The river-recovery project actually started last fall, when the park service hired contractors to dig a pilot channel in a vast delta of sediment built up behind the upper dam so solidly it grew a thick forest of alder.

Straight as a zipper, the channel was intended to help the river erode some 14 million cubic yards of sediment behind the dams. It's already started: Winter storms and a 6-inch drawdown of the reservoir have helped the river gain gradient and chew at the delta.

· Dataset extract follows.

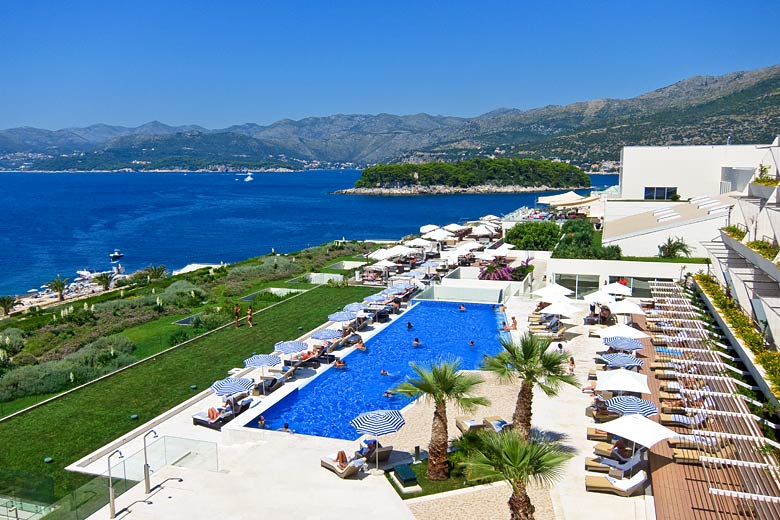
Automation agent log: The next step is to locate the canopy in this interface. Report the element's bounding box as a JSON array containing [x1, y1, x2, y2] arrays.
[[601, 282, 631, 296], [404, 238, 435, 247], [328, 310, 356, 321], [599, 414, 677, 448], [599, 354, 645, 367], [443, 224, 468, 233], [274, 341, 309, 354], [609, 300, 645, 314], [595, 323, 650, 339], [602, 336, 642, 351], [349, 410, 406, 437], [422, 229, 455, 242], [311, 329, 341, 341], [469, 225, 495, 237], [596, 368, 650, 394], [368, 245, 416, 260], [606, 395, 658, 417], [537, 191, 585, 206], [244, 354, 282, 368], [211, 377, 255, 395], [531, 283, 574, 297], [582, 291, 615, 308]]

Tim Randle, of the Bureau of Reclamation, led a team of scientists inspecting the delta last month, to check on whether the river is getting off on a good start, sluicing the sediment down its channel.

As he hiked the eroding delta, Randle said he was pleased to encounter an already changing landscape.

"River recovery has started."

Slowly, the heat in the powerhouse thrown off by the thrumming machines cooled. The sound of the river replaced the sound of the machine as, no longer diverted through the turbines, it roared full force through the spill gates and barreled out the tailrace.

Kevin Yancy gave a final switch a yank. "Time remaining: 00:00" read the master gauge on the control panel.

"We've done our deed here, put her to bed," Yancy said.

His hands full of plastic grocery sacks after cleaning out his desk, journeyman dam operator Billy Cargo headed out the door for the last time.

An operator's manual, a couple of pairs of old coveralls, a can of spray cheese. That's what he took with him on his way out — that, and a lot of memories.

One of the last manually operated hydroelectric projects in the region, Cargo knew the thrum of the dams' 60-cycle generation, purring along through the night as he worked the graveyard shift solo.

"You can feel that hum, it's soothing," Cargo said. "It was a romantic job, the best job in the world."

He didn't have to be here for the shutdown, wasn't scheduled to work. But he wouldn't have missed it, Cargo said. "It's history. A major piece of history."

Lynda V. Mapes: 206-464-2736


Information in this article, originally published June 1, 2011, was corrected June 1, 2011. A previous version of this story gave an incorrect estimate of the number of homes powered by 19 megawatts. The correct number is about 15,000 average American homes.